Berita Golkar – Anggota Komisi IV DPR RI Firman Soebagyo menyoroti lemahnya pengawasan pemerintah terhadap distribusi pangan nasional. Hal ini diungkapkannya sebagai respons atas temuan beras oplosan dalam jumlah besar yang baru-baru ini diungkap oleh Menteri Pertanian, Amran Sulaiman.
“Ini bentuk kelalaian pemerintah. Undang-Undang Pangan sudah mengatur secara rinci soal kualitas, keamanan, pengawasan, hingga sertifikasi pangan. Tetapi, kasus beras oplosan ini justru ditemukan dalam jumlah besar,” kata Firman dalam keterangannya secara tertulis kepada redaksi Golkarpedia, Kamis, 17 Juli 2025.
Firman menekankan bahwa regulasi terkait sebenarnya sudah jelas, merujuk pada Undang-Undang Nomor 18 Tahun 2012 tentang Pangan dan Undang-Undang Nomor 8 Tahun 1999 tentang Perlindungan Konsumen. Menurutnya, kedua aturan ini menegaskan kewajiban pemerintah dalam memastikan keamanan pangan dan perlindungan konsumen.
“Kalau seperti yang disampaikan menteri, 212 merek beras diduga melakukan pengoplosan dengan kerugian ekonomi masyarakat bisa mencapai Rp 99 triliun, ini jelas bukan pelanggaran biasa. Negara wajib hadir melindungi konsumen dan pelaku usaha yang jujur,” kata dia.
Legislator Fraksi Partai Golkar tersebut menegaskan bahwa pangan adalah hak dasar yang dijamin oleh konstitusi dan Perserikatan Bangsa-Bangsa (PBB). Oleh sebab itu, ia mendesak pemerintah agar memberikan sanksi tegas, termasuk sanksi pidana dan penyitaan aset terhadap para pelanggar.
Firman juga mempertanyakan mengapa praktik pengoplosan bisa berlangsung lama tanpa terdeteksi oleh otoritas. Ia menilai bahwa perdagangan pangan sebagai sektor strategis seharusnya diawasi secara ketat sejak awal.
“Perdagangan pangan ini bisnis besar. Kenapa baru sekarang terbongkar? Di sinilah letak kelambanan pemerintah dalam pengawasan,” ucap Wakil Ketua Umum KADIN Indonesia ini.

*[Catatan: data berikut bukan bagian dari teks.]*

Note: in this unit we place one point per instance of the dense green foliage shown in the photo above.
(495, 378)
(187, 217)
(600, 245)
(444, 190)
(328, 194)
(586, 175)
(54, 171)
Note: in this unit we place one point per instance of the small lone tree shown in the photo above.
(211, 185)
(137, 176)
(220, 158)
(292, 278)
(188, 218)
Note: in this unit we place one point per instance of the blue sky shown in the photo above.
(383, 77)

Firman yang juga menjabat sebagai Wakil Ketua Fraksi Partai Golkar MPR RI juga meminta Komisi VI DPR RI untuk segera terlibat dalam penyelidikan lebih lanjut terhadap praktik curang tersebut. Sementara itu, Komisi IV DPR RI akan fokus memastikan bahwa distribusi pangan oleh pemerintah, termasuk bantuan sosial, tetap aman dari penyimpangan.
Dalam konteks cadangan beras nasional, Firman menyoroti bahwa sebagian masih bergantung pada impor. Ia menilai sistem distribusi pangan saat ini perlu segera dibenahi agar tidak terjadi penumpukan yang berisiko menurunkan kualitas stok.

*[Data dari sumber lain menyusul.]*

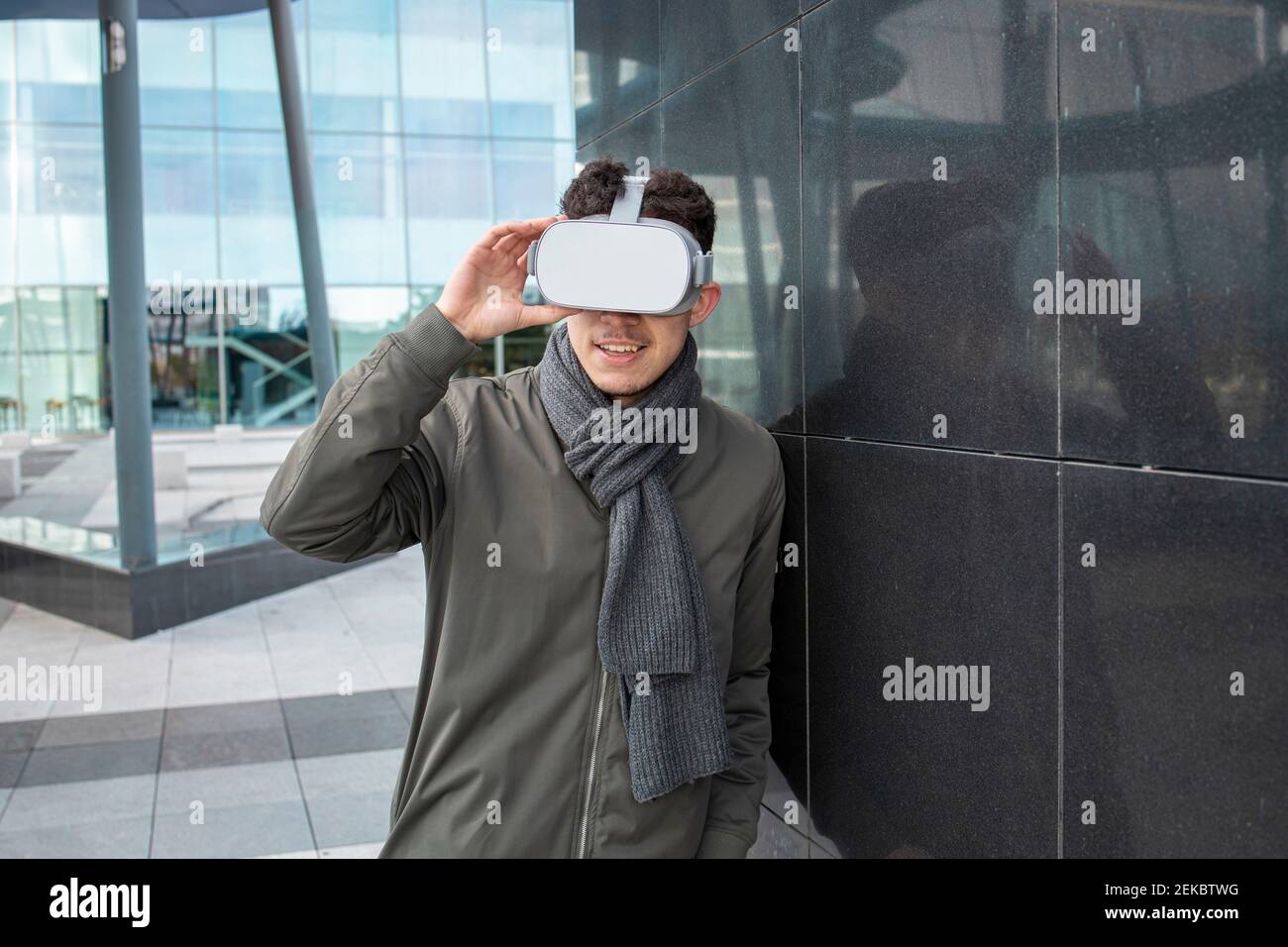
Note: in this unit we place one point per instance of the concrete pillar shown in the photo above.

“Kami mendukung gagasan Presiden RI supaya sistem distribusi pangan tidak terjadi karut-marut seperti ini. Oleh sebab itu, diperlukan transformasi Bulog,” katanya.

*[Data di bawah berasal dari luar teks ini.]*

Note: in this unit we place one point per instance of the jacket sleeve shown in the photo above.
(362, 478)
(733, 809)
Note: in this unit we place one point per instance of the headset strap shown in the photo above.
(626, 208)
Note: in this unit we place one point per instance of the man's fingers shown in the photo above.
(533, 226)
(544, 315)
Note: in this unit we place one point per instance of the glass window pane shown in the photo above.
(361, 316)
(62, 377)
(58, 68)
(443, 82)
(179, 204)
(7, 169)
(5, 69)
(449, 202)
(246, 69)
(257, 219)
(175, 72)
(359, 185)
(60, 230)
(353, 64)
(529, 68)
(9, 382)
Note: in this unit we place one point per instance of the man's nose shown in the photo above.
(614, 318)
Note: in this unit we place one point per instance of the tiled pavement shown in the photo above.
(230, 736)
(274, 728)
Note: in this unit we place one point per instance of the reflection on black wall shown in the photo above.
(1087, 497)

Ia berpandangan bahwa Bulog harus kembali memegang peran utama dalam menjaga ketahanan pangan nasional. Untuk itu, Firman mengusulkan agar Bulog diberi otoritas penuh dan berada langsung di bawah Presiden, termasuk mengelola seluruh impor beras secara terpusat agar pengendalian menjadi lebih efektif.
Meskipun tidak memiliki kewenangan untuk memanggil Kementerian Perdagangan secara langsung, Firman menilai masalah distribusi pangan dan pengawasan masuk dalam ranah kementerian tersebut. Ia menyatakan bahwa Komisi IV tetap dapat memberikan pengingat dan dorongan kepada mitra kerjanya terkait peran penting Kemendag dalam kasus ini.
Ia juga menggarisbawahi perlunya peran aktif dari Satuan Tugas Pangan dalam upaya pencegahan, bukan hanya bertindak ketika persoalan telah meluas.
“Sekarang ini kan ada satgas. Satgas ini harus proaktif, jangan reaktif. Proaktif artinya, lebih antisipatif terhadap hal-hal yang kemungkinan terjadi karena ini sudah terjadi beberapa kali. Temuan-temuan skala kecil tapi didiamkan itu tidak boleh,” tegasnya.
Selain itu, Firman mendorong Satgas Pangan untuk meningkatkan upaya edukasi kepada masyarakat dan pelaku usaha, khususnya pedagang pasar. Menurutnya, edukasi tersebut harus mencakup pemahaman atas risiko hukum jika melanggar peraturan yang berlaku.